TANJUNGPINANG, SIJORITODAY.com – Menjelang penghujung tahun 2021, pengadaan master plan drainase untuk Pulau Bintan tak kunjung rampung.
Padahal proyek senilai Rp 500 juta itu diproyeksikan akan selesai dalam waktu enam bulan.
Kepala Pekerjaan Umum dan Penataan Ruang (PUPR) Kota Tanjungpinang, Zulhidayat mengatakan bahwa penyusunan master plan masih dalam tahap pengerjaan.
“Informasi yang saya peroleh bahwasanya penyusunan master plan drainase sedang dalam progres pengerjaan,” katanya, Jum’at (19/11/2021).
Pekerjaan mengalami keterlambatan dalam proses finalisasi pengadaan dikarenakan sumber berasal dari lone luar negri dan dikontrol langsung oleh Balai Wilayah Sungai (BWS) Sumatera IV.
“Seharusnya pengerjaanya satu tahun anggaran namun mekanisme pengadaanya sedikit berbeda karna menggunakan lone dari luar negeri”,ucapnya Jum’at (19/11/2021) sore.
Master plan drainase itu untuk mengantisipasi terjadinya banjir dan tanah longsor saat musim penghujan.
Sebenarnya kata Zulhidayat, masalah banjir di Tanjungpinang sudah terjadi sejak puluhan tahun lalu khususnya kawasan Kampung Kolam dan Bintan Center.

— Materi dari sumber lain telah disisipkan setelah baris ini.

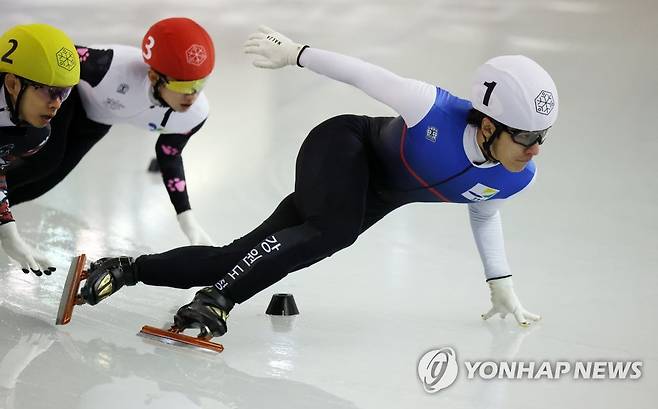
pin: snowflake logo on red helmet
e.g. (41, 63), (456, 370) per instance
(185, 44), (208, 66)
(535, 90), (555, 115)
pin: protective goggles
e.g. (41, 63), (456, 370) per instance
(505, 127), (549, 148)
(21, 77), (73, 102)
(161, 75), (206, 94)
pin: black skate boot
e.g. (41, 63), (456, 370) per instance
(80, 257), (137, 305)
(174, 287), (235, 338)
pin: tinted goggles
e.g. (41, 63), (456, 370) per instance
(162, 76), (206, 94)
(21, 78), (73, 102)
(506, 127), (548, 148)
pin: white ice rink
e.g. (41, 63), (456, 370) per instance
(0, 0), (658, 409)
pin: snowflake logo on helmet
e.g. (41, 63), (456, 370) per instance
(535, 90), (555, 115)
(185, 44), (208, 66)
(55, 47), (77, 71)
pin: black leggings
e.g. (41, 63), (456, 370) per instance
(7, 87), (110, 206)
(136, 115), (400, 303)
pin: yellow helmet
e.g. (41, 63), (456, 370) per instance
(0, 24), (80, 87)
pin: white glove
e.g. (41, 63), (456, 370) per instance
(482, 277), (541, 327)
(0, 222), (56, 276)
(176, 210), (215, 246)
(244, 26), (306, 68)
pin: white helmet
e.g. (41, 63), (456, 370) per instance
(471, 55), (558, 131)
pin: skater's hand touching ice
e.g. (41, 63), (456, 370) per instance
(0, 222), (55, 276)
(482, 277), (541, 327)
(244, 26), (305, 68)
(177, 210), (215, 246)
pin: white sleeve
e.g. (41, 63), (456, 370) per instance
(299, 48), (436, 128)
(468, 200), (511, 280)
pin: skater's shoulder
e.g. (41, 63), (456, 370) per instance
(82, 44), (148, 79)
(167, 91), (210, 133)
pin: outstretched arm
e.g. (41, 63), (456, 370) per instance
(468, 200), (540, 327)
(244, 26), (436, 127)
(155, 120), (213, 245)
(0, 175), (55, 276)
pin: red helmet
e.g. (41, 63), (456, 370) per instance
(142, 17), (215, 81)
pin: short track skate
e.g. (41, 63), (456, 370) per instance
(55, 254), (87, 325)
(138, 325), (224, 352)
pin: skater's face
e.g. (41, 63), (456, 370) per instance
(478, 118), (539, 172)
(5, 74), (71, 128)
(149, 70), (205, 112)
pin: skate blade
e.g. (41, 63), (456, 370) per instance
(55, 254), (87, 325)
(137, 325), (224, 352)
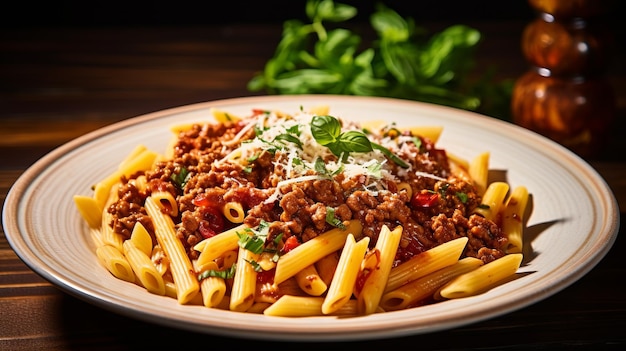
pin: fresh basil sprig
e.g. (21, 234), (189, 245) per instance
(247, 0), (512, 119)
(311, 115), (409, 168)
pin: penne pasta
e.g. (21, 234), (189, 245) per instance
(229, 247), (259, 312)
(146, 197), (200, 304)
(124, 240), (165, 295)
(468, 152), (491, 195)
(194, 225), (247, 265)
(274, 220), (362, 284)
(73, 105), (529, 317)
(380, 257), (483, 311)
(502, 186), (529, 253)
(322, 234), (370, 314)
(474, 182), (509, 220)
(295, 265), (328, 296)
(384, 237), (468, 292)
(263, 295), (357, 317)
(96, 245), (136, 282)
(314, 251), (339, 286)
(357, 225), (402, 314)
(130, 222), (152, 257)
(198, 262), (226, 307)
(94, 150), (158, 209)
(223, 201), (246, 223)
(438, 253), (523, 299)
(150, 191), (178, 217)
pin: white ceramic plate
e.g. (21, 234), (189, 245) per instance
(3, 95), (619, 341)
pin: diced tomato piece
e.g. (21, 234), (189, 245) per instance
(281, 235), (300, 254)
(411, 193), (439, 208)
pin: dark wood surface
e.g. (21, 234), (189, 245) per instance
(0, 8), (626, 351)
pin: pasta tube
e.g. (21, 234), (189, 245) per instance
(194, 224), (247, 265)
(468, 152), (490, 195)
(385, 237), (468, 292)
(145, 196), (200, 304)
(263, 295), (357, 317)
(230, 243), (259, 312)
(357, 225), (402, 314)
(474, 182), (509, 221)
(124, 240), (165, 295)
(274, 220), (363, 284)
(380, 257), (483, 311)
(502, 186), (528, 253)
(322, 234), (370, 314)
(438, 253), (523, 299)
(295, 265), (328, 296)
(96, 245), (136, 283)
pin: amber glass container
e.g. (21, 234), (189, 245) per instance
(511, 0), (615, 157)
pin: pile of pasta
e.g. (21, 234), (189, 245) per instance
(74, 108), (529, 317)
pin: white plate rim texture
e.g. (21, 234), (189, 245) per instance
(2, 95), (620, 341)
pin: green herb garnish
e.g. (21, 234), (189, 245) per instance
(248, 0), (513, 118)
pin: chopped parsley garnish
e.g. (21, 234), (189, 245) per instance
(198, 264), (237, 280)
(326, 206), (346, 230)
(170, 167), (191, 190)
(311, 116), (409, 168)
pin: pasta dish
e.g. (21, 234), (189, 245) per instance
(74, 106), (528, 317)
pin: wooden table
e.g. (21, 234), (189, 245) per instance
(0, 21), (626, 351)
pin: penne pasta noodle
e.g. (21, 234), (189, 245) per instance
(468, 152), (490, 195)
(314, 251), (339, 286)
(380, 257), (483, 311)
(198, 262), (226, 307)
(96, 245), (136, 283)
(73, 105), (529, 317)
(223, 201), (246, 223)
(194, 225), (247, 265)
(322, 234), (370, 314)
(357, 225), (402, 314)
(146, 197), (200, 304)
(502, 186), (529, 253)
(438, 253), (523, 299)
(263, 295), (357, 317)
(124, 240), (165, 295)
(94, 150), (158, 209)
(229, 243), (259, 312)
(474, 182), (509, 221)
(295, 265), (328, 296)
(384, 237), (468, 292)
(130, 222), (152, 257)
(274, 220), (363, 284)
(151, 191), (178, 217)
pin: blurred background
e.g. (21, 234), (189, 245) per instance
(1, 0), (532, 27)
(0, 0), (626, 162)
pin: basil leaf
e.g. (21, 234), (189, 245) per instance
(372, 143), (409, 168)
(311, 116), (341, 146)
(337, 130), (373, 152)
(274, 134), (302, 150)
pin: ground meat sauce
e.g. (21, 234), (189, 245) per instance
(108, 111), (507, 265)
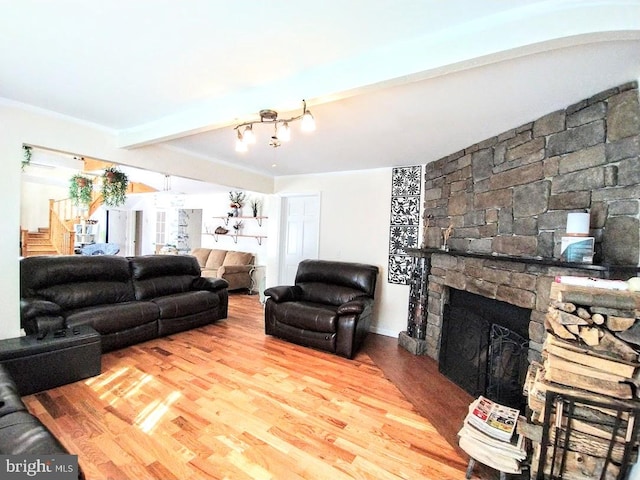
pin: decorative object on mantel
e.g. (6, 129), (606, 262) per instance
(69, 173), (93, 207)
(234, 100), (316, 152)
(440, 223), (453, 252)
(560, 212), (595, 263)
(102, 167), (129, 207)
(229, 192), (246, 217)
(387, 165), (422, 285)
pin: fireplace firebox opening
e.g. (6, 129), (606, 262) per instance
(439, 288), (531, 411)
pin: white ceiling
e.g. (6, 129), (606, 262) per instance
(0, 0), (640, 182)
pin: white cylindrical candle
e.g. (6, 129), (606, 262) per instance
(567, 213), (589, 236)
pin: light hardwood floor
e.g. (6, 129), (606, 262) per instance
(24, 295), (483, 480)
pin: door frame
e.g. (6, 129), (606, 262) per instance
(277, 192), (322, 285)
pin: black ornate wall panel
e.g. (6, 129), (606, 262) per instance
(388, 165), (422, 285)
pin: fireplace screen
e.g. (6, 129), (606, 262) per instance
(439, 289), (531, 411)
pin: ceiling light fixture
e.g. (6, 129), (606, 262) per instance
(233, 100), (316, 152)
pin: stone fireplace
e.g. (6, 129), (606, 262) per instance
(399, 82), (640, 400)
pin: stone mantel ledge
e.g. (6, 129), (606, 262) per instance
(405, 248), (640, 280)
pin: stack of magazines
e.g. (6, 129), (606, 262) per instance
(458, 396), (527, 473)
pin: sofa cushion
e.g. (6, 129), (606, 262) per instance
(204, 249), (227, 270)
(222, 251), (253, 266)
(66, 301), (158, 334)
(275, 302), (338, 333)
(20, 255), (133, 299)
(191, 248), (211, 268)
(38, 281), (133, 310)
(131, 255), (200, 300)
(151, 290), (220, 319)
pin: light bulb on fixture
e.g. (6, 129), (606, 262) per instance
(242, 125), (256, 145)
(236, 130), (248, 153)
(234, 100), (316, 152)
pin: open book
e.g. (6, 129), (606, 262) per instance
(465, 395), (520, 442)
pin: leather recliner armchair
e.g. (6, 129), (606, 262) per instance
(264, 260), (378, 358)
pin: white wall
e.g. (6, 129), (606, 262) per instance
(274, 168), (409, 337)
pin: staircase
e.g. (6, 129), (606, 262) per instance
(22, 228), (59, 257)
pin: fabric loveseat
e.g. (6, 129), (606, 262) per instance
(0, 364), (84, 478)
(264, 260), (378, 358)
(191, 248), (255, 290)
(20, 255), (228, 352)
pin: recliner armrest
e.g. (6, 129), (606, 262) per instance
(264, 285), (302, 303)
(191, 277), (229, 292)
(336, 297), (372, 315)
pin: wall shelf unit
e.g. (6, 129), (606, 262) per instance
(205, 233), (267, 245)
(206, 216), (269, 245)
(213, 216), (269, 227)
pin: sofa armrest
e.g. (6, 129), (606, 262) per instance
(191, 277), (229, 292)
(20, 298), (62, 319)
(264, 285), (302, 303)
(20, 298), (65, 335)
(217, 265), (254, 278)
(20, 298), (65, 334)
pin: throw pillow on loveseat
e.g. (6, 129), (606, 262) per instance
(191, 248), (255, 290)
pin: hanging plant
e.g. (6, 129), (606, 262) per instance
(102, 167), (129, 207)
(69, 173), (93, 206)
(22, 145), (31, 171)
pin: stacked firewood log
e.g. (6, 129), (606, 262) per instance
(521, 283), (640, 480)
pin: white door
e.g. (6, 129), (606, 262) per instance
(279, 195), (320, 285)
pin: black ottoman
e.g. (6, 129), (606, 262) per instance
(0, 325), (102, 396)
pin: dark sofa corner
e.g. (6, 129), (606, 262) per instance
(0, 364), (84, 479)
(20, 255), (228, 352)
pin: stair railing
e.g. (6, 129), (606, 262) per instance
(49, 198), (80, 255)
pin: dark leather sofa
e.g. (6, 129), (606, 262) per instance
(0, 364), (84, 479)
(20, 255), (228, 352)
(264, 260), (378, 358)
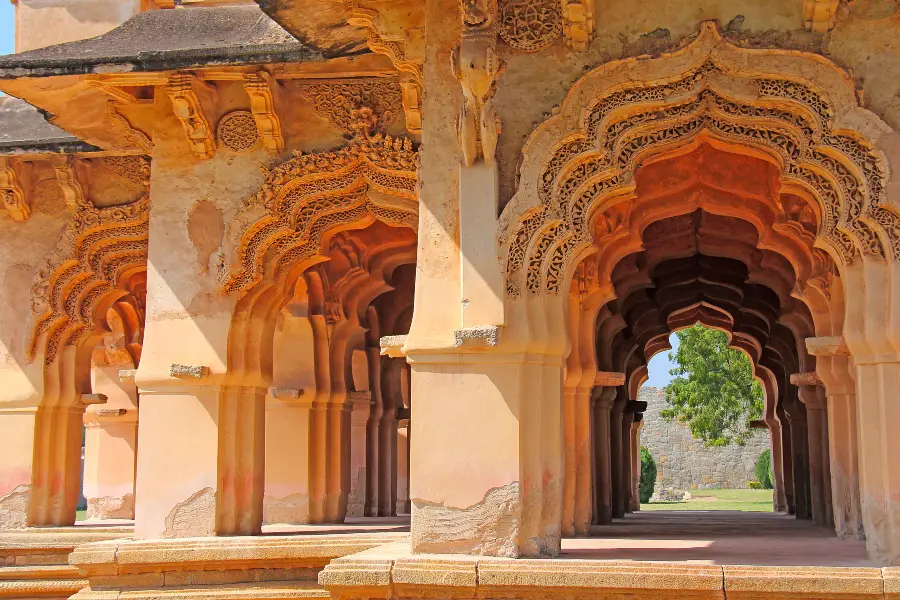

Zulhidayat Kepala PUPR kota Tanjungpinang menuturkan masalah banjir di tanjungpinang sudah dialami selama puluhan tahun contoh wilayah yang biasa terjadi genangan air adalah kampung kolam dan bintan center.
“Masalah banjir ini sudah menghantui Tanjungpinang selamat bertahun-tahun, malah sudah puluhan tahun,” tuturnya.
Banjir ini disebabkan dimensi saluran drainase yang tidak sesuai dengan debit air, kondisi diperparah dengan sungai-sungai yang mengalami sedimentasi, pembukaaan lahan, dan sampah-sampah yang masuk ke saluran air.
Sebagai antisipasi, Pemko Tanjungpinang sudah membangun kolam retensi di Taman Batu 10 dengan luas 4.800 meter.
Kolam ini diklaim dapat menyalurkan air hujan dari Perumahan Seraya dan Bumi Indah dan mengurangi tinggi genangan yang biasanya 30 cm menjadi 10 cm.
“Biasanya genangan misalkan mencapai 30 centimeter, setelah dibuat terbukti hanya tinggal 10 centimeter,” ucapnya.
Selain itu Pemko juga telah membangun folder air di Jalan Pemuda senilai Rp 16 miliar yang diharapkan dapat mengurangi genangan air secara drastis di Kawasan Pemuda dan sekitarnya.
Pemerintah juga telah menormalisasi drainase di Perumahan Permata Galaxy dan Sungai Carang agar genangan air tidak meluap ke jalan.
Zulhidayat mengaku sangat mengharapkan kerja sama masyarakat dan stakeholder terkait untuk tidak membuang sampah ke jalan dan melakukan gotong royong memperbaiki saluran air di sekitarnya.
“Kita tidak bisa mengatasi banjir sendiri, perlu kerjasama antara masyarakat dengan pemerintah seperti melakukan Goro dan tidak membuang dampak ke jalan,” pintanya.